Callum also froze. With the strong smell of alcohol still on his breath, I watched as his features relaxed. His eyes looked into mine and I saw tears beginning to form. For a moment, I saw a vulnerable human being, lost and confused and obviously in grief.

He then snapped out of our moment and roughly wiped away his tears. He regained his composure. "You should go now, Kiara."

Even as he said my name, I could not stop a purely physical reaction to his proximity. I realised his dismissal of me made my heart drop in its own way, a rejection? 

I looked back to Liv, "Do you want to come with us?" My voice sounded shaky. She did not seem safe here and this guy was clearly not in a stable frame of mind. 

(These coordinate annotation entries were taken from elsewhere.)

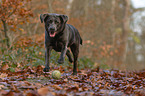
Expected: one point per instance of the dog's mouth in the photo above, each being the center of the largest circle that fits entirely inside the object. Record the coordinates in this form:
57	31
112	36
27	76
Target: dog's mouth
52	34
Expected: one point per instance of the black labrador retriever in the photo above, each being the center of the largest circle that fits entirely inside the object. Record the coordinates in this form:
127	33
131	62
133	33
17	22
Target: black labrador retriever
60	36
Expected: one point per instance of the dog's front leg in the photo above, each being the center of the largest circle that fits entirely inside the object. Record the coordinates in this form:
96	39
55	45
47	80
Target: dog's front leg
63	53
47	58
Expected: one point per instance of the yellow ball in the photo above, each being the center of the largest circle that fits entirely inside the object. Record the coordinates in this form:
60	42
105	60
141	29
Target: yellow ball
56	74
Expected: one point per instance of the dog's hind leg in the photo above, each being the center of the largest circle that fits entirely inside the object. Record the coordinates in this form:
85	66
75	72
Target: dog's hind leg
75	51
69	56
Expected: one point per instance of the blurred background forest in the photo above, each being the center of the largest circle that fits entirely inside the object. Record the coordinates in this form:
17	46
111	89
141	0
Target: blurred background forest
113	32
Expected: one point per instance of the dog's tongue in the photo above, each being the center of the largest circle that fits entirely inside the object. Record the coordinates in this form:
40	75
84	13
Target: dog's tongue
52	34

She swept her hair back behind her shoulders and regained her composure as well. Callum had genuinely terrified her. "Go?" her voice was also shaky. "Go?" she repeated, "with you? No thanks."

Kate regained the ability to speak herself, "Have fun with your psychotic boyfriend then." She looked at Callum with a  look of disgust, "I am genuinely sorry about your loss, but you need to get help." 

She gestured for me to follow her as the dorm door swung open. The numbers 307 flashed by.

As quickly as I'd arrived, I was leaving. 

Confused, I just stumbled out of the room.

Who was this guy? Did I just imagine that connection? Was he insane? Would I ever see him again? 

Kate gestured at me to hurry up. 

He's unstable, I repeated to myself.

But there was a gnawing feeling in the pit of my stomach that this would not be my first visit to Room 307.